3.  Characteristics of Blocking Systems

   At a generic level, blocking systems can be characterized by four
   attributes: the party who sets the blocking policy, the purpose of
   the blocking, the intended target of the blocking, and the Internet
   component(s) used as the basis of the blocking system.

Top      ToC       Page 8 
3.1.  The Party Who Sets Blocking Policies

   Parties that institute blocking policies include governments, courts,
   enterprises, network operators, reputation trackers, application
   providers, and individual end users.  A government might create laws
   based on cultural norms and/or their elected mandate.  Enterprises
   might use cultural, industry, or legal norms to guide their policies.

   There can be several steps of translation and transformation from the
   original intended purpose -- first to laws, then to (government)
   regulation, followed by high-level policies in, e.g., network
   operators, and from those policies to filtering architecture and
   implementation.  Each of those steps is a potential source of
   unintended consequences as discussed in this document.

   In some cases, the policy setting entity is the same as the entity
   that enforces the policy.  For example, a network operator might
   install a firewall in its own networking equipment, or a web
   application provider might block responses between its web server and
   certain clients.

   In other cases, the policy setting entity is different from the
   entity that enforces the policy.  Such policy might be imposed upon
   the enforcing entity, such as in the case of blocking initiated by
   governments, or the enforcing entity might explicitly choose to use
   policy set by others, such as in the case of a reputation system used
   by a spam filter or safe browsing service.  Because a policy might be
   enforced by others, it is best if it can be expressed in a form that
   is independent of the enforcing technology.

3.2.  Purposes of Blocking

   There are a variety of motivations to filter:

   o  Preventing or responding to security threats.  Network operators,
      enterprises, application providers, and end users often block
      communications that are believed to be associated with security
      threats or network attacks.

   o  Restricting objectionable content or services.  Certain
      communications may be viewed as undesirable, harmful, or illegal
      by particular governments, enterprises, or users.  Governments may
      seek to block communications that are deemed to be defamation,
      hate speech, obscenity, intellectual property infringement, or
      otherwise objectionable.  Enterprises may seek to restrict
      employees from accessing content that is not deemed to be work
      appropriate.  Parents may restrict their children from accessing
      content or services targeted for adults.

Top      ToC       Page 9 
   o  Restricting access based on business arrangements.  Some networks
      are designed so as to only provide access to certain content or
      services ("walled gardens"), or to only provide limited access
      until end users pay for full Internet services (captive portals
      provided by hotspot operators, for example).

3.2.1.  Blacklist vs.

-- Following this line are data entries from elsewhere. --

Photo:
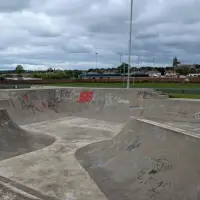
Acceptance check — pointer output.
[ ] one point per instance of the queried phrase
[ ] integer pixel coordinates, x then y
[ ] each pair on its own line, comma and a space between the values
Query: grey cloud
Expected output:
13, 5
67, 33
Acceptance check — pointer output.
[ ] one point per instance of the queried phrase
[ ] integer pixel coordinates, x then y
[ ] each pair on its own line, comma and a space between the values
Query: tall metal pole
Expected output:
121, 69
96, 59
130, 45
138, 62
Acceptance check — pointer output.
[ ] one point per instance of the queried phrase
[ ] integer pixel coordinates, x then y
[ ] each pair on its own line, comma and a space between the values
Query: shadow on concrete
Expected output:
145, 161
15, 141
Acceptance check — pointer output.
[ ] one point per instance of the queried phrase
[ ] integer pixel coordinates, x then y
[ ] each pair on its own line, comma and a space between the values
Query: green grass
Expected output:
137, 85
184, 96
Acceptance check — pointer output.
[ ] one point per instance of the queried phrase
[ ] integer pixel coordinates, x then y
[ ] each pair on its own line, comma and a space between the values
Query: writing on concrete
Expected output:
148, 177
53, 98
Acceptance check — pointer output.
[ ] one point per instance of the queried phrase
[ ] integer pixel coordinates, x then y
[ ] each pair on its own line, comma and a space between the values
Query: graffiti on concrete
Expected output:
145, 94
147, 176
57, 97
102, 102
135, 144
197, 115
85, 97
29, 101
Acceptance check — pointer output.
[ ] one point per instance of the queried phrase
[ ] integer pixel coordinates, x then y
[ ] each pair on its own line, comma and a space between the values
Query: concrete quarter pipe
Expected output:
145, 160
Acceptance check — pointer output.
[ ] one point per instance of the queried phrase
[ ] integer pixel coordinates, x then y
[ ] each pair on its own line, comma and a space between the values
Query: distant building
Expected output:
154, 74
190, 66
95, 75
171, 73
193, 75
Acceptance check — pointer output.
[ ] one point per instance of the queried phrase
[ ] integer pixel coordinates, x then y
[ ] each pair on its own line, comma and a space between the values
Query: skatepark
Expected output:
98, 144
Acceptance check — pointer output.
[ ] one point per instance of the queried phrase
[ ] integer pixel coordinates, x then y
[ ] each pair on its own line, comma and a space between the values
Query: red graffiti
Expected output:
85, 97
26, 97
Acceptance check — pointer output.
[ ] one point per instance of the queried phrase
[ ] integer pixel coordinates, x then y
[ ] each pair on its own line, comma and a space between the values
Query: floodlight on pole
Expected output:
130, 45
96, 59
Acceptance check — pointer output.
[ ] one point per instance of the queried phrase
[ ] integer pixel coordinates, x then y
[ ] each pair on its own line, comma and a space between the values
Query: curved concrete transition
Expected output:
145, 161
109, 144
15, 141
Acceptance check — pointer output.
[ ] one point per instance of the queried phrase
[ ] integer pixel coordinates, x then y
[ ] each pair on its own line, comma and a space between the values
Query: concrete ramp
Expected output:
145, 161
15, 141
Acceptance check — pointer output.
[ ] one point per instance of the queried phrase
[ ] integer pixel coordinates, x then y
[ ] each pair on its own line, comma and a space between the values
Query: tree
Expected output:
19, 69
49, 69
123, 68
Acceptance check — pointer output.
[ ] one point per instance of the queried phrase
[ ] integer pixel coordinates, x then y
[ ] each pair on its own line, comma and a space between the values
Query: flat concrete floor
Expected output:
54, 170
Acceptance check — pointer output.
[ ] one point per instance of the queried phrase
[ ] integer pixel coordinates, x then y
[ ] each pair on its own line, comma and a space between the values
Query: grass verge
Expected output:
136, 85
184, 96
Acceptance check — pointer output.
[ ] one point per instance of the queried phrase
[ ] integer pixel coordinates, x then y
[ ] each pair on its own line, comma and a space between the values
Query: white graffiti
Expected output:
197, 115
111, 100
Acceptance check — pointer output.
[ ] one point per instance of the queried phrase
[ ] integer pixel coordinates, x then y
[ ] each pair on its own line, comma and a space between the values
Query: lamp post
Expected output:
96, 56
130, 45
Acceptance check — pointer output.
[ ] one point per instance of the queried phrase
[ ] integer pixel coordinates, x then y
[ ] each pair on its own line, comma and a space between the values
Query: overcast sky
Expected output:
67, 33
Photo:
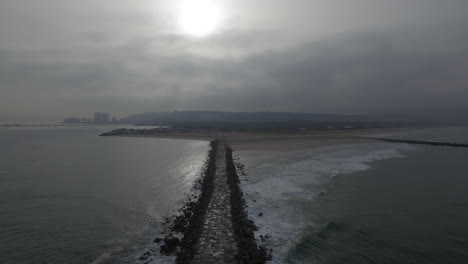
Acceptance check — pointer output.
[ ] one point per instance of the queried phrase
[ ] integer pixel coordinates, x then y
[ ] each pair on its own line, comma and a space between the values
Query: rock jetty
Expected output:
215, 226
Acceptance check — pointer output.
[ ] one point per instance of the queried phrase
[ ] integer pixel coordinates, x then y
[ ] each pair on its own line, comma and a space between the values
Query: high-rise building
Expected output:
101, 117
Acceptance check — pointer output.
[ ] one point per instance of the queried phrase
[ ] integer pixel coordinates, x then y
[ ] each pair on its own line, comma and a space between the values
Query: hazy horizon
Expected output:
362, 57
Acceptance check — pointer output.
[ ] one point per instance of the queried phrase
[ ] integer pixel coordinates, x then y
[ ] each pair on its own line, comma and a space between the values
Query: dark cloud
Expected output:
366, 60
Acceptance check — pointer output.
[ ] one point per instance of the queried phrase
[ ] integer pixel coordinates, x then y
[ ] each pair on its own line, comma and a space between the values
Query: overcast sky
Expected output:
71, 58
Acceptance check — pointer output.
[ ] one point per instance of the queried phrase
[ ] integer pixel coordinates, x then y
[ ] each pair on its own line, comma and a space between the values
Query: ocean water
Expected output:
363, 203
69, 196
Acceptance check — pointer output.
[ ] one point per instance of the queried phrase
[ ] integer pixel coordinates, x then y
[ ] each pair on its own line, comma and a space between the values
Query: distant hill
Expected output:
253, 120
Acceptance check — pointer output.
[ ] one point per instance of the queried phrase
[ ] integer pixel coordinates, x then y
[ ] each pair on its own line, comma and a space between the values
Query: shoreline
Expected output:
277, 141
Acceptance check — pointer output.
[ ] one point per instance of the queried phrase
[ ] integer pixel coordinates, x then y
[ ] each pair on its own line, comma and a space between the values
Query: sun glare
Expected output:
199, 18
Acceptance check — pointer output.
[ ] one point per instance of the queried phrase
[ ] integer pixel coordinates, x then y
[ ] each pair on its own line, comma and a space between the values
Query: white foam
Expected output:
277, 178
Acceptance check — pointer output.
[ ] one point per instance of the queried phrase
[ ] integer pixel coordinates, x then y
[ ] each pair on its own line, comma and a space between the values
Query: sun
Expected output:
199, 18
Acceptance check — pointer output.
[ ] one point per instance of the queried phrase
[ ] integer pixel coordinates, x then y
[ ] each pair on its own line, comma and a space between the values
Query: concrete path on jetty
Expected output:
217, 243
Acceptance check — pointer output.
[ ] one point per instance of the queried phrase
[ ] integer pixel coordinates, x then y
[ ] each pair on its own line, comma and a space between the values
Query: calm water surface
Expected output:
69, 196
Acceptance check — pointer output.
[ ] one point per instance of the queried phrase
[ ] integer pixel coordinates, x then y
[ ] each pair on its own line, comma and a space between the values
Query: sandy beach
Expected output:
282, 141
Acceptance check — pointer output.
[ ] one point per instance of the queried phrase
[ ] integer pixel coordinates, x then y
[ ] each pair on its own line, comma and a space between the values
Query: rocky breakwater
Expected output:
215, 227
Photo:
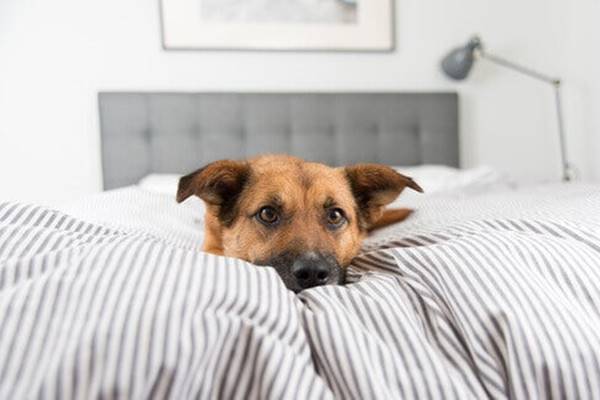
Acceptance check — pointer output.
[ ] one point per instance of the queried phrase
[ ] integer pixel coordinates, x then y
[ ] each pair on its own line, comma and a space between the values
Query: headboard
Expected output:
145, 133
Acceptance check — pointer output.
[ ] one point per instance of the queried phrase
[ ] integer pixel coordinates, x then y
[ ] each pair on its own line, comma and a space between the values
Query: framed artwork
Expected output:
319, 25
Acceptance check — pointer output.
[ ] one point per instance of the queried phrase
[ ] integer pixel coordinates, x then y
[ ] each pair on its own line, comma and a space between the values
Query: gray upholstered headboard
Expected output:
145, 133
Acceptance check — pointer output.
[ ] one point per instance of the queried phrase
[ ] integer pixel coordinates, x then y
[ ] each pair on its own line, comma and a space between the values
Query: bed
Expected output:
489, 290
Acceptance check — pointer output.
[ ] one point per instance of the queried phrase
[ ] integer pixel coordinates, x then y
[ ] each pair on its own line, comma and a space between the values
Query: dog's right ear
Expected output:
218, 183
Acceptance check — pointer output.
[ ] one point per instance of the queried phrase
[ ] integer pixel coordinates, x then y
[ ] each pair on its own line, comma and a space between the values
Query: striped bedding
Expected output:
492, 295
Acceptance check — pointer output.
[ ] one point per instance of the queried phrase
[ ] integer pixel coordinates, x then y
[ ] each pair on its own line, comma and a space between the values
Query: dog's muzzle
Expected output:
306, 270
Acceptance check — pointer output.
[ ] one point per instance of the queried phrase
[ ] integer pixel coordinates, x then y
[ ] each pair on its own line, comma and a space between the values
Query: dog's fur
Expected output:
302, 195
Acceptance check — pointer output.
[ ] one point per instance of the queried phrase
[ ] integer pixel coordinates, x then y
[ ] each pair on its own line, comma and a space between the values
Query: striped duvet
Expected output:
482, 296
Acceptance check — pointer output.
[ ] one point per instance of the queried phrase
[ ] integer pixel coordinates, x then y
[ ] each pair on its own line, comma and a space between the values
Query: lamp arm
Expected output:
567, 170
519, 68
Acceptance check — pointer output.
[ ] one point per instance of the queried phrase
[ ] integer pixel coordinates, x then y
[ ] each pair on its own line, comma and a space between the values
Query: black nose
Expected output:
311, 270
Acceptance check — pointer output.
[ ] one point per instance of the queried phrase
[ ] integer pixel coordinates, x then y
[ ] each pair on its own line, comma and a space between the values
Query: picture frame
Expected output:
277, 25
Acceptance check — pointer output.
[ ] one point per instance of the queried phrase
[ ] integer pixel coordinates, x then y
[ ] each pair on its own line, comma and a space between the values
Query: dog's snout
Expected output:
311, 270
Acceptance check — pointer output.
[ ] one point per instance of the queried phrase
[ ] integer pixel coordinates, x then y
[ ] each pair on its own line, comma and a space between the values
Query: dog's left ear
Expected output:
218, 183
374, 186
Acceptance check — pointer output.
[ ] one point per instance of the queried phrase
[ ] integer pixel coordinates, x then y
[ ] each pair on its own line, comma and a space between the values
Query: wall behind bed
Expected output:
55, 56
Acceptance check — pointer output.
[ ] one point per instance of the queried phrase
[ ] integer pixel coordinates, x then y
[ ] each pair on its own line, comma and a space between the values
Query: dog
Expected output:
305, 219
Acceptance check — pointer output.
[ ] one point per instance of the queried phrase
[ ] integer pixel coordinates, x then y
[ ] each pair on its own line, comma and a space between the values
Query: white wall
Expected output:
55, 56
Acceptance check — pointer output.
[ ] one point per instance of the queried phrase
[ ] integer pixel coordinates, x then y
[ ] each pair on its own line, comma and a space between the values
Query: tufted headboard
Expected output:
145, 133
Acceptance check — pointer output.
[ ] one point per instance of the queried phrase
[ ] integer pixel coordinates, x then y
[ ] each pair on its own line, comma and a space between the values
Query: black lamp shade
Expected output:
458, 63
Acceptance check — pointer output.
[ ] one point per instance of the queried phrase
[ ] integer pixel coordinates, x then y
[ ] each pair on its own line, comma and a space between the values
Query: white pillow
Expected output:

Whitelist Model

   Note that the purpose for which blocking occurs often dictates
   whether the blocking system operates on a blacklist model, where
   communications are allowed by default but a subset are blocked, or a
   whitelist model, where communications are blocked by default with
   only a subset allowed.  Captive portals, walled gardens, and
   sandboxes used for security or network endpoint assessment usually
   require a whitelist model since the scope of communications allowed
   is narrow.  Blocking for other purposes often uses a blacklist model
   since only individual content or traffic is intended to be blocked.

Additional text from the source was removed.